The U.S. Securities and Exchange Commission (SEC) is reviewing a proposal by Cboe BZX Exchange, representing 21Shares, to allow the 21Shares Core Ethereum ETF to stake its ether (ETH) holdings. This move, if approved, could generate additional returns for investors.
According to the filing, staking would be limited to ether owned by the Trust and would exclude delegated staking or staking-as-a-service. This follows a similar request from NYSE Arca for Grayscale’s Ethereum ETFs.
The SEC's stance on crypto regulation has evolved, especially since approving spot Ethereum ETFs last summer. Many firms initially removed staking from their applications due to regulatory uncertainty. Under former Chair Gary Gensler, proof-of-stake tokens were classified as securities, but regulatory attitudes fluctuated under the Trump administration, which formed a crypto task force. The task force is now reassessing whether certain tokens should be classified as non-securities.

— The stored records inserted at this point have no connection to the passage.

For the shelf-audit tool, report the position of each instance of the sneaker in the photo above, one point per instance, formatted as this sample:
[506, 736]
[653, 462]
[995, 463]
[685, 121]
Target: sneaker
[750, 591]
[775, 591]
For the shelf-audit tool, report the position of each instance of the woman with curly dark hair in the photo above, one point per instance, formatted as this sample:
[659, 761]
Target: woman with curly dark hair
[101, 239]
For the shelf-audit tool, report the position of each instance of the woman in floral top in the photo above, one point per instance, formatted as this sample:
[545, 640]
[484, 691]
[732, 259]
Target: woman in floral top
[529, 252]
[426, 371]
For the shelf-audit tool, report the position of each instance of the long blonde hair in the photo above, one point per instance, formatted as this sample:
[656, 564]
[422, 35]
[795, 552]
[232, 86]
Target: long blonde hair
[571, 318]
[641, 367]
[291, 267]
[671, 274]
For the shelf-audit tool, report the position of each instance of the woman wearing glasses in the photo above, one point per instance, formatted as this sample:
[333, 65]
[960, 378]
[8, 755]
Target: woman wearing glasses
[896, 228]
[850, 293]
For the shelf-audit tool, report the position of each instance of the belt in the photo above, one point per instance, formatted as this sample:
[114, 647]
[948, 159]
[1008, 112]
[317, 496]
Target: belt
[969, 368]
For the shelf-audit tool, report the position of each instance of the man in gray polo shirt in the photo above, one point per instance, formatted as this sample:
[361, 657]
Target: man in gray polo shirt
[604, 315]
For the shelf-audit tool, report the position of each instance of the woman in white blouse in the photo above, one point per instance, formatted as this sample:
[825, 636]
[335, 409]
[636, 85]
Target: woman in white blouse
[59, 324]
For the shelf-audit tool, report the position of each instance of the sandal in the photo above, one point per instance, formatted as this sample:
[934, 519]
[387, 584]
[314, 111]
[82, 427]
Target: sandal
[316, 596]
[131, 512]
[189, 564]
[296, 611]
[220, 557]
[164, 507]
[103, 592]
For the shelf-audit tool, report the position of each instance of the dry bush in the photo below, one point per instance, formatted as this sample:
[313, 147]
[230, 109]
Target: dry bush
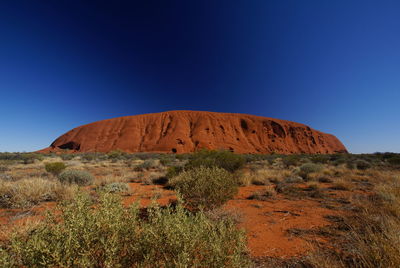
[114, 236]
[26, 193]
[267, 193]
[372, 238]
[341, 185]
[264, 176]
[101, 181]
[205, 188]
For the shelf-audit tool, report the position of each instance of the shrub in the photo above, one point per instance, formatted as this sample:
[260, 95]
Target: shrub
[146, 165]
[67, 157]
[55, 168]
[205, 187]
[79, 177]
[294, 179]
[222, 159]
[114, 236]
[173, 171]
[26, 193]
[115, 187]
[308, 168]
[394, 161]
[362, 164]
[263, 195]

In December, YouHodler’s Chief of Markets Ruslan Lienkha highlighted the importance of regulatory clarity for staking, suggesting it could boost institutional adoption. Ethereum’s staking feature could attract more liquidity, enhancing its appeal as an investment asset.

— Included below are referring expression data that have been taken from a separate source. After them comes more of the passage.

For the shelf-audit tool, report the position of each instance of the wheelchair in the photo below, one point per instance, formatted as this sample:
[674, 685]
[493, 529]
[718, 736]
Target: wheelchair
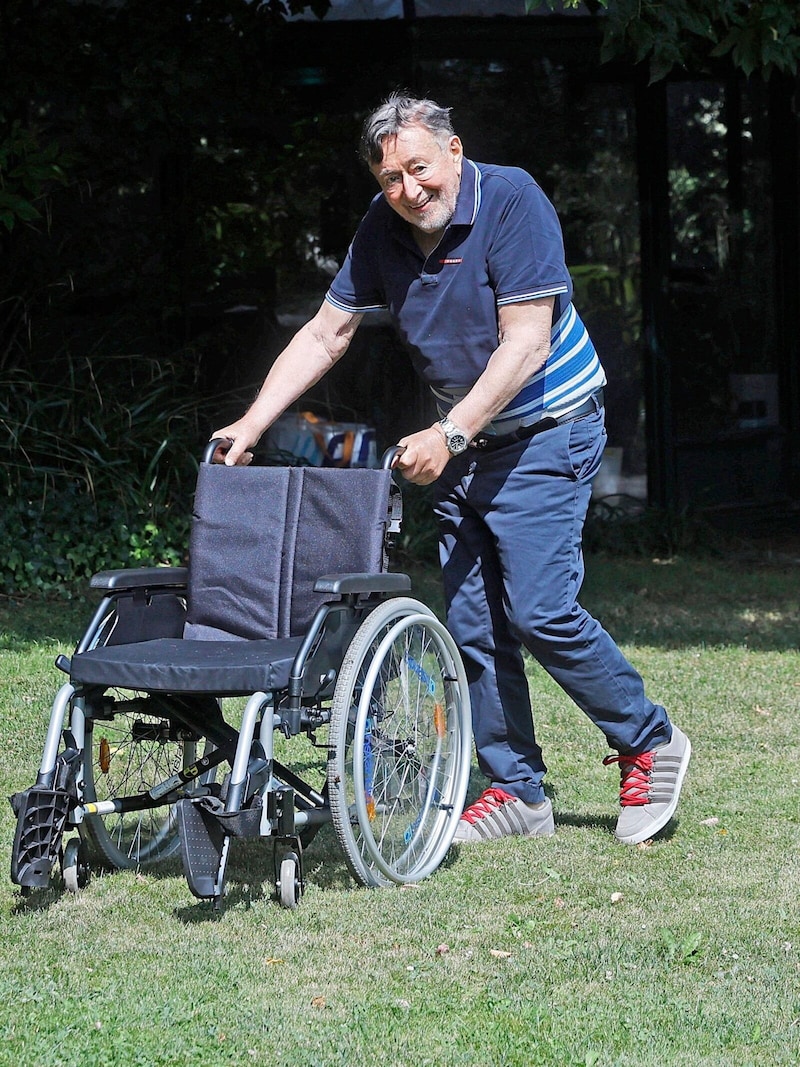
[286, 621]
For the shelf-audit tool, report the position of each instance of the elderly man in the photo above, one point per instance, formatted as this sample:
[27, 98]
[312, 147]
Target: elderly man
[468, 259]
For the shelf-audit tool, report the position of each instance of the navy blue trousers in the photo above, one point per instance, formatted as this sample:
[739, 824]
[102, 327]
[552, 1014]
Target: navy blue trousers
[511, 524]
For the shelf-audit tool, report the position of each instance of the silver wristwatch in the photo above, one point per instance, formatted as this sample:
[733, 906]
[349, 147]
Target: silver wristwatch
[457, 440]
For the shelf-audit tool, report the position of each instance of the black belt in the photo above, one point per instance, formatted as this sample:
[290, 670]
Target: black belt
[489, 443]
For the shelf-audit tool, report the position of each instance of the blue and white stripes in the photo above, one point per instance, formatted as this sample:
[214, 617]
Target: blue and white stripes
[573, 371]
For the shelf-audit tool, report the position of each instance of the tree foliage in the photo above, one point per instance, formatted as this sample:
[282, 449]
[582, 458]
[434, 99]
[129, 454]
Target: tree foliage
[758, 35]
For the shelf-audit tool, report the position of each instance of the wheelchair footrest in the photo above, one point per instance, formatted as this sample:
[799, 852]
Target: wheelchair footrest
[205, 828]
[42, 815]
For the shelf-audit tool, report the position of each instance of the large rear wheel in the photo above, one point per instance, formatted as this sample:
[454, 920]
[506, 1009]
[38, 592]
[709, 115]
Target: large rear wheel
[400, 745]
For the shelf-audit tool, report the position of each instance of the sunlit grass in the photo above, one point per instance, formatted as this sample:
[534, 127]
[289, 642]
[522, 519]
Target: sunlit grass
[565, 951]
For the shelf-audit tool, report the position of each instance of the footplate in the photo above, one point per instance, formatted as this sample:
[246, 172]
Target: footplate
[42, 815]
[203, 849]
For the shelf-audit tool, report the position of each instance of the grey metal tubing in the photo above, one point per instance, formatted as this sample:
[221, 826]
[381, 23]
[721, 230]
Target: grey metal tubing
[239, 769]
[60, 704]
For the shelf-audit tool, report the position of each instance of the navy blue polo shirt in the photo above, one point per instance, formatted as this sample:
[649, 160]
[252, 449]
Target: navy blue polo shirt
[504, 245]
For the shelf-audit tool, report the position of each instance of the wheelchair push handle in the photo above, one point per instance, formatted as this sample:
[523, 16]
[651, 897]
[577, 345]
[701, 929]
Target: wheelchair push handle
[387, 460]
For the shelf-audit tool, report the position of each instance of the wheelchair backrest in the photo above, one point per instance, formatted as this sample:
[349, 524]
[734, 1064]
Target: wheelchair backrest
[261, 536]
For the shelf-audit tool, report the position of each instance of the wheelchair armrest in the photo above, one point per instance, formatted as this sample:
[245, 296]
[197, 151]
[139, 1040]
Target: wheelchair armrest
[365, 583]
[140, 577]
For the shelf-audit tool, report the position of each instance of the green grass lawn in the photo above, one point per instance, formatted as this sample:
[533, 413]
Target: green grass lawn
[566, 951]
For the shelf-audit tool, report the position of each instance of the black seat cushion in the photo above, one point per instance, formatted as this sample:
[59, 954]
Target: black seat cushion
[174, 665]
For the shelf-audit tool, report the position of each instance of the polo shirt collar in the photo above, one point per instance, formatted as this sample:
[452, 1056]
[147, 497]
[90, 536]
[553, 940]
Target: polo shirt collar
[469, 195]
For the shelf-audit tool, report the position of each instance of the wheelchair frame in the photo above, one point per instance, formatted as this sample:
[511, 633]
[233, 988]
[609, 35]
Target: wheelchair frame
[377, 670]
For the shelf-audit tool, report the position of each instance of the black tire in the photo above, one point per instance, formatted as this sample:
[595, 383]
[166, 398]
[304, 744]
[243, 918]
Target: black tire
[401, 745]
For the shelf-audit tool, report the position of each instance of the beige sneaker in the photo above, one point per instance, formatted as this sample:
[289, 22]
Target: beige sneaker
[650, 787]
[498, 814]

Recent 13F filings reveal a surge in institutional interest in Ethereum ETFs, with ownership jumping from 4.8% to 14.5% in Q4. Meanwhile, Bitcoin ETF ownership slightly declined from 22.3% to 21.5%.
As institutional demand for Ethereum ETFs grows, the SEC’s decision on staking could have significant implications for the crypto market. Approval may open the door for more investment products incorporating staking, potentially driving broader adoption and liquidity in the Ethereum ecosystem.